We need $xy+xz+yz$. Using vieta’s and making sure we count for each factor of $15$ we divided off, we have $15^2\cdot\frac{-65}{225}$.

Our answer is $-\frac{65}{8\cdot 15}=-\frac{13}{24}$, thus $13+24=\boxed{037}$.

Solution 2

Let $\log_a b = x$ and $\log_b c=y$, where $x,y>0$. Then, it is obvious that $log_c a = \frac{1}{xy}$.

We first focus on the first equality: $\log_a b = 5 \log_b{ac^4}$. This may be simplified using our logarithmic properties:

\[x = 5(\log_b a + \log_b c^4)\]

\[x = 5(\frac{1}{x} + 4y)\]

\[x = \frac{5}{x} + 20y.\]

Now, let's focus on the last expression: note that,

\[3 \log_c{a^2b} = 3 (2 \log_c a + \log_c b) = 6 (\frac{1}{xy}) + \frac{1}{y}).\]

We can equate all of these expressions:

\[x = \frac{5}{x} + 20y = 6 (\frac{1}{xy}) + \frac{1}{y}).\]

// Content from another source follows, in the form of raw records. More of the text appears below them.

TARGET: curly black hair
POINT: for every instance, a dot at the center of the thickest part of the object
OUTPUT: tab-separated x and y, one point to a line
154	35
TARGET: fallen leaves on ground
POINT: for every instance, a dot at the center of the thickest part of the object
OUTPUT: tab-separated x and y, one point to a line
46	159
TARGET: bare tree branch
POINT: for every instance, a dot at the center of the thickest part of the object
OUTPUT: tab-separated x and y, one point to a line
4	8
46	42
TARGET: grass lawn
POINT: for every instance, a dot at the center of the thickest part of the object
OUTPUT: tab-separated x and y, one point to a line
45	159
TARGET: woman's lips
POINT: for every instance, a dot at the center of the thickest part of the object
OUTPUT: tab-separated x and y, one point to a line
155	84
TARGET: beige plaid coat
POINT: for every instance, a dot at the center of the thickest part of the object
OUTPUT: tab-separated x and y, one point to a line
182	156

Multiplying all expressions by $xy$ gives us

\[x^2y = 5y + 20xy^2 = 6+3x.\]

Now, from our first equality we obtain

\[x^2 y = 5y + 20xy^2.\]

Since $y \ne 0$, we may safely divide by $y$:

\[x^2 = 5+20xy\]

\[y = \frac{x^2-5}{20x}.\]

From the first and last expressions we have:

\[x^2y = 6+3x\]

\[y= \frac{6+3x}{x^2}.\]

Equating our expressions for $y$ gives

\[\frac{x^2-5}{20x}=\frac{6+3x}{x^2}\]

\[x^4 - 5x^2 = 120x+60x^2.\]

Since $x \ne 0$, we may safely divide by $x$:

\[x^3 - 5x = 120 + 60x\]

\[x^3 - 65x-120=0.\]

By Vieta's formulas, we must have $r_1r_2+r_2r_3+r_1r_3 = -65$ and $r_1r_2r_3 = 120$. Dividing the former by the latter gives

\[\frac{1}{r_1}+\frac{1}{r_2}+\frac{1}{r_3} = -\frac{65}{120} = -\frac{13}{24}\]

and hence $m+n = 13+24 = \boxed{037}$.